何度も協力を依頼するものの、いつかは、答えを出す必要があります。
 
そのためは、変われない人は、切る、という仕組みが必要になります。
 
一つの仕組みの導入について、説明を受けて変われる人もいます、すぐに変われる、それこそ「人材」です。
逆に、理屈では解っていても、変われない人がいます。
また、能力的にも変われない人がいます、そんなひとを「人罪」というのでしょう。
 
そんな人には、やはり「お前は危ないぞ」と警告を送ることが必要になります。「給与下がるよ」「この職場では必要なくなるよ」と。
それを面と向かって言えば、今の世の中、労働問題に発展します。
 
だから、それを評価制度や上司との面談などで伝えることになります。
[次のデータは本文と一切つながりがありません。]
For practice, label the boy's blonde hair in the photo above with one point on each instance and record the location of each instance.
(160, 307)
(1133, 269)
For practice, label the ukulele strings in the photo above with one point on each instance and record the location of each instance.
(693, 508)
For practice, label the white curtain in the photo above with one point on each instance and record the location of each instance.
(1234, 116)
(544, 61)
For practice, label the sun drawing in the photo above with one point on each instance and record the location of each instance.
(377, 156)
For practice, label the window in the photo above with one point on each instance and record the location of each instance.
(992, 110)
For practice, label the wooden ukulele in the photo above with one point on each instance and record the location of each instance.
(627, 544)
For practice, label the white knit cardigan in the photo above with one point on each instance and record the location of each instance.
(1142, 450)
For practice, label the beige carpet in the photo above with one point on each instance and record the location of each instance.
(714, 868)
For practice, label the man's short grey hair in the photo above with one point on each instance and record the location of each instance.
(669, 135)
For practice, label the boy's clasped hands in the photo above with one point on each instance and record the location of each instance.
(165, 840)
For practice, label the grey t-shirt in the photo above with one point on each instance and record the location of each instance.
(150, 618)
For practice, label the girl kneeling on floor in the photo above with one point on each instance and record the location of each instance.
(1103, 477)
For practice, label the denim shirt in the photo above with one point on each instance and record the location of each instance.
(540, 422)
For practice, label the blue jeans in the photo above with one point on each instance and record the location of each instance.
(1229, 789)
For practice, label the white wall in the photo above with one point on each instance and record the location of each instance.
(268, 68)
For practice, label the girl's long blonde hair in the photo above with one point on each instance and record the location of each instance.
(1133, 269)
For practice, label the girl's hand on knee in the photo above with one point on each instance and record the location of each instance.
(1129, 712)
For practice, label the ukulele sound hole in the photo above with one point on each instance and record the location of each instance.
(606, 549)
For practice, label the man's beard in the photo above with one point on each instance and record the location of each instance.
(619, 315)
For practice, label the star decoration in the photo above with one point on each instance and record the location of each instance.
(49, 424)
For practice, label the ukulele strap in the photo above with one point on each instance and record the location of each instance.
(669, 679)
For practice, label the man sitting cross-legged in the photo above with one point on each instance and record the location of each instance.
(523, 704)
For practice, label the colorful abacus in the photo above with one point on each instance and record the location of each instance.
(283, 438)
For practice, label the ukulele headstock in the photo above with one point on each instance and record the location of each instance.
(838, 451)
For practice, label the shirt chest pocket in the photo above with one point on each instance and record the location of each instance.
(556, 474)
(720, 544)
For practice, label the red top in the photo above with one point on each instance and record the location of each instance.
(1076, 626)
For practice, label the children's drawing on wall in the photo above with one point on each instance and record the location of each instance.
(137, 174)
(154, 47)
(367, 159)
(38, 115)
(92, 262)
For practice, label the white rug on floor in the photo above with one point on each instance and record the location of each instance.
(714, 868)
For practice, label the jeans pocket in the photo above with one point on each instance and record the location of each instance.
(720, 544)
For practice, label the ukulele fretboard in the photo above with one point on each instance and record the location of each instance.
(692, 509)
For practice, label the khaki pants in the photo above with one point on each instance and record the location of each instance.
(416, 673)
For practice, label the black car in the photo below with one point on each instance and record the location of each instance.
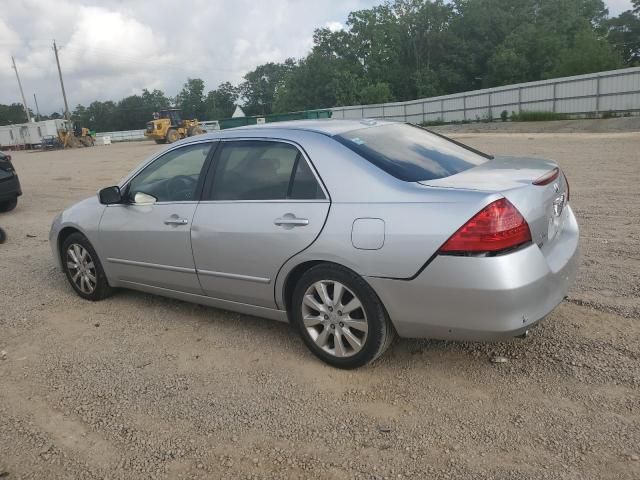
(9, 184)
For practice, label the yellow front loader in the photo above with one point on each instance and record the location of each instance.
(168, 126)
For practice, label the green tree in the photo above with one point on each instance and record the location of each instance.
(261, 85)
(191, 99)
(587, 54)
(221, 102)
(624, 35)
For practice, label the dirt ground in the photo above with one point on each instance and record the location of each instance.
(139, 386)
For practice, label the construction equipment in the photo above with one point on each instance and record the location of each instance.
(168, 126)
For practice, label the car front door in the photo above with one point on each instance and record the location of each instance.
(262, 204)
(147, 238)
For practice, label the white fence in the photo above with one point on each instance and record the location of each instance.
(596, 93)
(123, 136)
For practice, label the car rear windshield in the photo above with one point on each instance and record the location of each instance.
(411, 153)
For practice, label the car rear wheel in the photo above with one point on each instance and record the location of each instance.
(340, 318)
(8, 205)
(83, 268)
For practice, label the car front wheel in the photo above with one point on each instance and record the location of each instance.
(340, 318)
(83, 268)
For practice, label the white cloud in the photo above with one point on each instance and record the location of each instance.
(616, 7)
(113, 48)
(335, 26)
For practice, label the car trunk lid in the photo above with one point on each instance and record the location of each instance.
(542, 206)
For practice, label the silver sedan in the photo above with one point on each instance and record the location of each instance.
(354, 231)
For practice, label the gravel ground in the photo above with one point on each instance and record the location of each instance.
(140, 386)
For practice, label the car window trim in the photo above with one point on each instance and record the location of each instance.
(213, 147)
(208, 188)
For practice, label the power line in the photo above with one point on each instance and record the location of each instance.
(64, 94)
(37, 108)
(24, 101)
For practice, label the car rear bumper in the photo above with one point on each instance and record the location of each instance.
(10, 189)
(483, 298)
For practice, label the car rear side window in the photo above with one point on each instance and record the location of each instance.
(262, 170)
(411, 153)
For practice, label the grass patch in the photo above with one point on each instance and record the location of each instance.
(534, 116)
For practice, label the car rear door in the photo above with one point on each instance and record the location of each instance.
(148, 243)
(262, 204)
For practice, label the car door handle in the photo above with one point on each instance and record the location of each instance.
(290, 220)
(176, 221)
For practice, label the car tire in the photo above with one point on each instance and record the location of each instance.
(8, 205)
(342, 339)
(83, 269)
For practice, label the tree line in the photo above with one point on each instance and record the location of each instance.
(403, 50)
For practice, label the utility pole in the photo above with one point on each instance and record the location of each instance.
(37, 108)
(64, 94)
(24, 101)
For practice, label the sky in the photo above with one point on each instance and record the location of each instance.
(113, 48)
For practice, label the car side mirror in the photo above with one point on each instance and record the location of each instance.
(110, 195)
(141, 198)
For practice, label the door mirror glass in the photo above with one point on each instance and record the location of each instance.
(110, 195)
(141, 198)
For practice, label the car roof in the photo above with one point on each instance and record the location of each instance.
(325, 126)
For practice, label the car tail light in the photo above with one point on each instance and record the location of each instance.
(548, 177)
(498, 226)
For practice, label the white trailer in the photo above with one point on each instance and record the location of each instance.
(28, 135)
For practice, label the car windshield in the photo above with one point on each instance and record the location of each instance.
(411, 153)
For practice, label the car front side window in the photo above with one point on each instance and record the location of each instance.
(262, 170)
(174, 176)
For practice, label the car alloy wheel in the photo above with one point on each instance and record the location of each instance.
(82, 269)
(334, 318)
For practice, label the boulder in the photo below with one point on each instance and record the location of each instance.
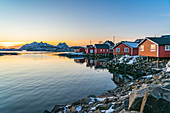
(73, 109)
(82, 101)
(135, 99)
(57, 108)
(104, 107)
(156, 100)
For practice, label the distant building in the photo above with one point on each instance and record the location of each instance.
(79, 49)
(155, 46)
(138, 40)
(101, 49)
(81, 61)
(89, 49)
(111, 45)
(126, 48)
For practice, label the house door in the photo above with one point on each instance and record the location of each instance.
(91, 51)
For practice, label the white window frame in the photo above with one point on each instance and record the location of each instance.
(168, 48)
(117, 50)
(127, 49)
(153, 49)
(142, 49)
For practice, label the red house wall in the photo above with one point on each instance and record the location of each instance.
(135, 51)
(98, 51)
(80, 50)
(162, 52)
(88, 50)
(122, 46)
(147, 49)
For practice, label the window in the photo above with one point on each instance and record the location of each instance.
(153, 47)
(117, 49)
(167, 47)
(126, 50)
(142, 48)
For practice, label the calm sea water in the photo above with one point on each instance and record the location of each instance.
(32, 83)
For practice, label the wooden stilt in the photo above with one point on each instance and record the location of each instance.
(158, 62)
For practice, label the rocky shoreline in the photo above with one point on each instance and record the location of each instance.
(148, 94)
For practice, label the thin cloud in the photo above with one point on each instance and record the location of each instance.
(168, 14)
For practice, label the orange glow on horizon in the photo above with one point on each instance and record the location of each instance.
(17, 45)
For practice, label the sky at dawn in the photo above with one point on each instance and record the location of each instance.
(76, 22)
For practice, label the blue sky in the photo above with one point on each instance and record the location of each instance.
(57, 20)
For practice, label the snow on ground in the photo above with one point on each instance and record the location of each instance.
(126, 57)
(168, 67)
(149, 76)
(78, 108)
(73, 53)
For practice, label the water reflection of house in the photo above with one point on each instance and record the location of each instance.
(89, 49)
(89, 62)
(81, 61)
(100, 64)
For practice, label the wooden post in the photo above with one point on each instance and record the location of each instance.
(158, 62)
(148, 58)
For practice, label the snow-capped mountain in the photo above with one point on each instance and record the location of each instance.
(38, 46)
(35, 46)
(62, 46)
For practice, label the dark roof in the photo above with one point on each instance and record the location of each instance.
(76, 47)
(105, 46)
(110, 42)
(89, 46)
(138, 40)
(160, 41)
(130, 44)
(163, 40)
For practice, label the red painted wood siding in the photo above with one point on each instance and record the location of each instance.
(135, 51)
(101, 51)
(162, 52)
(88, 49)
(147, 49)
(82, 50)
(122, 46)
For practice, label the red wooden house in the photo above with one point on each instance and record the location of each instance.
(155, 46)
(89, 49)
(128, 48)
(101, 49)
(79, 49)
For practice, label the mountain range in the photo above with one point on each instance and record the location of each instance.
(44, 47)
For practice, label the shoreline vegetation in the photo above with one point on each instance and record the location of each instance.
(148, 91)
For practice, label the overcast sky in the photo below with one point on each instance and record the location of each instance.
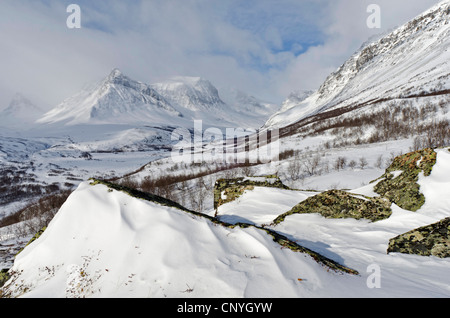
(267, 48)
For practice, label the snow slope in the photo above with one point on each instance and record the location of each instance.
(108, 244)
(20, 111)
(105, 243)
(413, 60)
(179, 101)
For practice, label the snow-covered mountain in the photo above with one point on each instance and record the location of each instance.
(19, 112)
(116, 99)
(413, 60)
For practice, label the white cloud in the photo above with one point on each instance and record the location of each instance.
(235, 42)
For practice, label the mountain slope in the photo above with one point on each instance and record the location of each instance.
(116, 99)
(413, 60)
(175, 102)
(20, 111)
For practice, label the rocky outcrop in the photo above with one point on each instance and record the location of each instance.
(342, 204)
(227, 190)
(399, 182)
(430, 240)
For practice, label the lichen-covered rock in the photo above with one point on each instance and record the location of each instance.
(342, 204)
(227, 190)
(399, 182)
(433, 239)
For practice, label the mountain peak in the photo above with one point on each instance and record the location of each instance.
(115, 73)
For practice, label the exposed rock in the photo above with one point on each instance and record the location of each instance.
(402, 188)
(429, 240)
(342, 204)
(227, 190)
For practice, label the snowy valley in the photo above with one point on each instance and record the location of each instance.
(358, 169)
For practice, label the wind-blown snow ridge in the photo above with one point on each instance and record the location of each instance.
(106, 242)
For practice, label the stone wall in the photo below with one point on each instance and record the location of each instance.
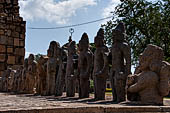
(12, 35)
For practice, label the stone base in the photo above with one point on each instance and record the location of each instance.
(10, 103)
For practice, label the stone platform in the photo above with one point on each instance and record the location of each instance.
(22, 103)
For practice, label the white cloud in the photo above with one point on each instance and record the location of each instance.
(52, 11)
(110, 8)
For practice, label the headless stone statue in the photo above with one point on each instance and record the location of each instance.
(52, 67)
(19, 82)
(70, 71)
(84, 66)
(31, 74)
(41, 76)
(24, 81)
(100, 72)
(121, 63)
(60, 82)
(5, 79)
(153, 81)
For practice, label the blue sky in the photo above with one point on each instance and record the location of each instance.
(52, 13)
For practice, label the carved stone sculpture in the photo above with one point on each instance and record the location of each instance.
(24, 78)
(100, 72)
(70, 71)
(5, 79)
(121, 63)
(153, 81)
(52, 67)
(31, 74)
(41, 76)
(84, 66)
(60, 82)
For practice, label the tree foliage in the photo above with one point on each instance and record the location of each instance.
(146, 23)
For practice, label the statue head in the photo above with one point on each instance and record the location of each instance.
(31, 59)
(84, 42)
(99, 39)
(72, 47)
(53, 50)
(151, 58)
(118, 34)
(41, 60)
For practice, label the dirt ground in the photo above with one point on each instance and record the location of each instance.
(26, 101)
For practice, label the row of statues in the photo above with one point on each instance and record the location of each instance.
(73, 65)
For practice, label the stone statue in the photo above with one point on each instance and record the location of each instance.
(41, 76)
(60, 82)
(52, 66)
(19, 81)
(101, 66)
(152, 82)
(121, 63)
(31, 74)
(70, 70)
(5, 79)
(24, 78)
(84, 66)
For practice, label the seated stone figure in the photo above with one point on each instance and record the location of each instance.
(152, 82)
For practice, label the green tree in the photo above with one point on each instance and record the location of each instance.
(146, 23)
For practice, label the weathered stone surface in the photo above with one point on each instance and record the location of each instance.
(84, 66)
(12, 32)
(11, 60)
(2, 66)
(2, 32)
(40, 104)
(153, 78)
(3, 40)
(101, 66)
(2, 57)
(54, 54)
(31, 74)
(121, 63)
(9, 50)
(16, 41)
(70, 70)
(2, 49)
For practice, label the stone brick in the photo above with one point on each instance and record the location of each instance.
(11, 60)
(21, 43)
(1, 72)
(20, 51)
(15, 34)
(3, 40)
(2, 1)
(16, 41)
(2, 66)
(9, 33)
(22, 36)
(2, 49)
(2, 57)
(9, 50)
(2, 32)
(19, 60)
(10, 41)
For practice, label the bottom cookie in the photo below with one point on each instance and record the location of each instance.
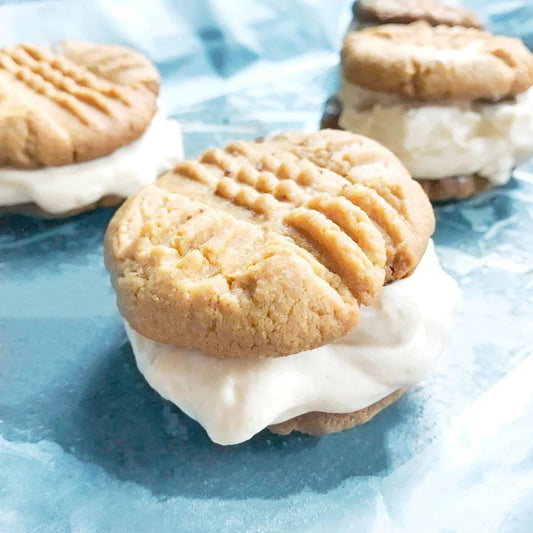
(34, 210)
(317, 423)
(452, 188)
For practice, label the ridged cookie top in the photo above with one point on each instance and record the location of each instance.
(406, 11)
(76, 105)
(266, 248)
(437, 63)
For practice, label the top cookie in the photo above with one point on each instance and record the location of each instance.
(266, 248)
(406, 11)
(437, 63)
(79, 103)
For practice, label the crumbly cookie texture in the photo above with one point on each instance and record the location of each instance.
(454, 188)
(79, 103)
(437, 63)
(266, 248)
(33, 210)
(317, 423)
(406, 11)
(451, 188)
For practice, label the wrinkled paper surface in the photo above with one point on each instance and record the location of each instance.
(86, 445)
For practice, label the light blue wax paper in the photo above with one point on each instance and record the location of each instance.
(87, 446)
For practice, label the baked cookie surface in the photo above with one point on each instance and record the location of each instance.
(438, 190)
(266, 248)
(406, 11)
(422, 62)
(77, 104)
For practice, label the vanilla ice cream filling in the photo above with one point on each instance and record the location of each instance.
(440, 140)
(64, 188)
(396, 343)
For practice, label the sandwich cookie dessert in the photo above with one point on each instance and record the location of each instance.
(79, 127)
(454, 104)
(288, 283)
(375, 12)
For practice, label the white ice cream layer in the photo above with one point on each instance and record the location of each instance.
(396, 343)
(63, 188)
(444, 140)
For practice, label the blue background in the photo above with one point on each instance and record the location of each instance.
(86, 445)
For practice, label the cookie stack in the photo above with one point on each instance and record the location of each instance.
(79, 127)
(289, 282)
(454, 104)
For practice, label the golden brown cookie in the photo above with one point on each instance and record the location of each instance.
(406, 11)
(317, 423)
(438, 190)
(33, 210)
(266, 248)
(79, 103)
(437, 63)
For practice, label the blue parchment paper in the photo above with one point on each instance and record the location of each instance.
(87, 446)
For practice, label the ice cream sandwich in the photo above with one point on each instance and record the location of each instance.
(288, 283)
(454, 104)
(79, 127)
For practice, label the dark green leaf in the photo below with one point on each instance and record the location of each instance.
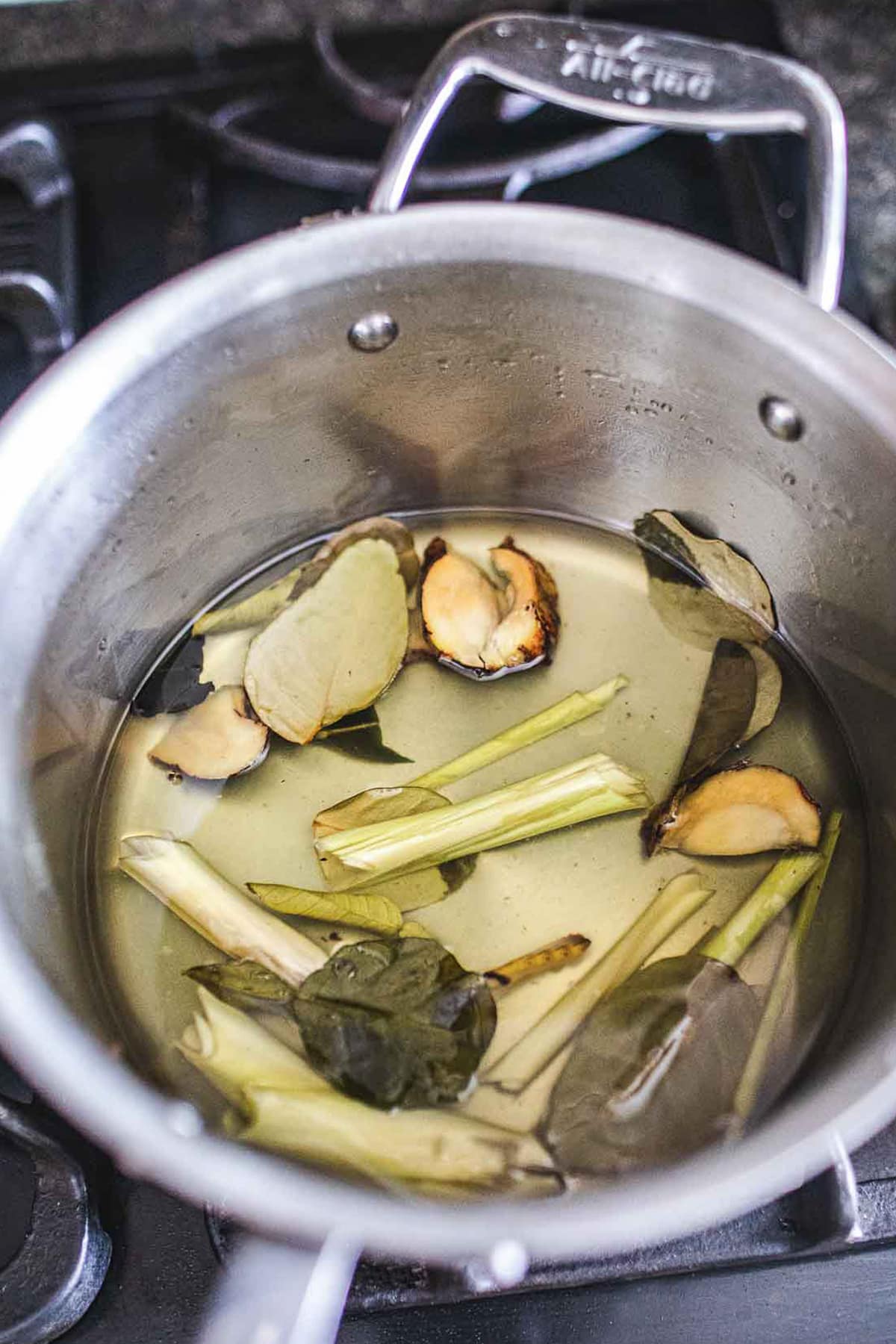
(702, 589)
(395, 1023)
(653, 1071)
(175, 685)
(359, 735)
(726, 709)
(243, 984)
人は、自分の悪い評価を直接言われることでさえも、傷つきます。そして、給与が下がるということは、生活の安定を脅かされることになります。精神や肉体という人間的なダメージを受けます。
評価制度とはすごく論理的なようで、実は、脅しに近い面も持った手段なのです。
 
これにより変わることを強要するのです。
このような目的が人事制度にはあります。
変われない人を切る仕組みです。 
 
それでも、組織のなかには、必ず変われない人がいます、それが、組織には、『ある程度人の入れ替わりは必要』と言われる所以です。
 
会社は、スピードを持って変化していくことが重要です。
でなければ生き残れません。 
ひとつの新たな仕組みの取り入れを決めたら、明日から全社で一斉に実行されるのが理想です。
「トイレ掃除の管理の仕方を決める」 この一つの店舗の効率的な仕組みを、全店舗に展開する、号令を出せば、すぐにされる。

号令を出しても、なかなかされない。
 
変革のスピードの正体は、「全員が決めたことをすぐに実行する」
または「スタッフの入れ替わりがスムーズにされる」状態をいいます。
 
現実には、全員が変われるものではありません。
そうなると、
組織の強さ(仕組みの完成度) = 人が入れ替わっても問題が起きない仕組み と言えます。
 
組織という視点で見た時に、理想としては、どんどんスタッフが入れ替わり、新しい仕組みが問題なく実行され優秀な人材のみが定着する、
それで、顧客を満足させて収益が上がる、ことです。
 
変革のスピードを支えるのが、人事制度・・・首切りの仕組みです
 
首切りの機能を持たない人事制度や
その人材に厳しいことを伝えない人事評価など、
組織的に見た時、まったく機能していないと同じです。